You're also ignoring this: there is a theoretical risk that although your metamour tests negative, her new partner (who is untested) could have something like herpes and just hasn't given it to her yet. This is also true for your untested husband who could have something like herpes and still, at this time, have partners who haven't contracted it yet, especially since he uses condoms with you and the other people he is having sex with. But so does your boyfriend, right? He is only fluid bonded with her, not you, so if his wife did get an std that he contracted, you still have the protection of condoms. You have oral sex with your husband, I assume, without condoms and you have no idea if he has an std - you just assume he doesn't because nobody he sleeps with has caught one. So you are assessing the risk differently seemingly because one person is your husband, and the others are our boyfriend and his girlfriend. I'm not on about this so much because I think herpes is such a huge risk or a terrible thing to have.
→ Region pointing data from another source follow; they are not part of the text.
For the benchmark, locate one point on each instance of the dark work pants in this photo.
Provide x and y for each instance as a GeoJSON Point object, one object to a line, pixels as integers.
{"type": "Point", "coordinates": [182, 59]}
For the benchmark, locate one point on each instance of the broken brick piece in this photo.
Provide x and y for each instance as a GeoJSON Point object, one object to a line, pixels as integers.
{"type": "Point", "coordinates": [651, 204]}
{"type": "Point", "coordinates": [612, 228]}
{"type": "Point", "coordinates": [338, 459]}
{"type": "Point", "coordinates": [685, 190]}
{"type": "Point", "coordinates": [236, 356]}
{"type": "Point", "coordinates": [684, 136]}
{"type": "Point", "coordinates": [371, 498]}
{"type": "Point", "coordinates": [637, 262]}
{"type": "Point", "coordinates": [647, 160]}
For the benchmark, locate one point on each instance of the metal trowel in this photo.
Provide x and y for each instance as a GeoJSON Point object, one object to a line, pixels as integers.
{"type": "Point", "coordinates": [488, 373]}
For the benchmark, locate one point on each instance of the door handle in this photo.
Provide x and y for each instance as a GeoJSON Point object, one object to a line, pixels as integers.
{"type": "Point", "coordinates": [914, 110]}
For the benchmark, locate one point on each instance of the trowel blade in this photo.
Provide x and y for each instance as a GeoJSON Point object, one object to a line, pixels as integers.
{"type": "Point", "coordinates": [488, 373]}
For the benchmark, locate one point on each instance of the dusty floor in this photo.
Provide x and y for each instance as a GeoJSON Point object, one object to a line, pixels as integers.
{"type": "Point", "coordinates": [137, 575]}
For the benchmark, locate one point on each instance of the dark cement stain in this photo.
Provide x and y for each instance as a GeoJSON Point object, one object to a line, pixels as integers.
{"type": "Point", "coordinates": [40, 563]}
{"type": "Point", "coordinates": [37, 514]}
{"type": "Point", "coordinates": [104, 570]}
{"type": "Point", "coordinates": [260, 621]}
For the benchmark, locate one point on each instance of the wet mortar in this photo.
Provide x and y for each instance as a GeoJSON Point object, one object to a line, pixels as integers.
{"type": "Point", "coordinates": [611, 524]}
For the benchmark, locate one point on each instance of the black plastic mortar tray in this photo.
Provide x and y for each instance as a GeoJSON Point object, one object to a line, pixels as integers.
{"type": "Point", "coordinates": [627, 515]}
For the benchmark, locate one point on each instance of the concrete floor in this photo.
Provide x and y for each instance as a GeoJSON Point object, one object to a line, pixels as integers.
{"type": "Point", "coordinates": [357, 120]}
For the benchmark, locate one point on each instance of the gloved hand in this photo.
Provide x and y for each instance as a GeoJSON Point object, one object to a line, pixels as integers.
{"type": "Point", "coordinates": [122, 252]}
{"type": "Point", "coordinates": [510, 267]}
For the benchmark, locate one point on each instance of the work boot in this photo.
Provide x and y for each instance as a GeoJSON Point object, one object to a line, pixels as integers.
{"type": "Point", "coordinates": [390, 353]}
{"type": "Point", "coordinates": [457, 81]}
It is just painfully obvious to me that you have different rules for different people that are based on things other than science and logic and you have a real issue dealing with your partners and metamours dating people who aren't known to you.

In my opinion, if this wasn't about the way you prioritise and privilege relationships, you would be perfectly happy to continue as you have been if either your boyfriend and/or his wife produce negative test results. There is no logical reason for you needing any test results from this man, especially when you don't need them from your husband.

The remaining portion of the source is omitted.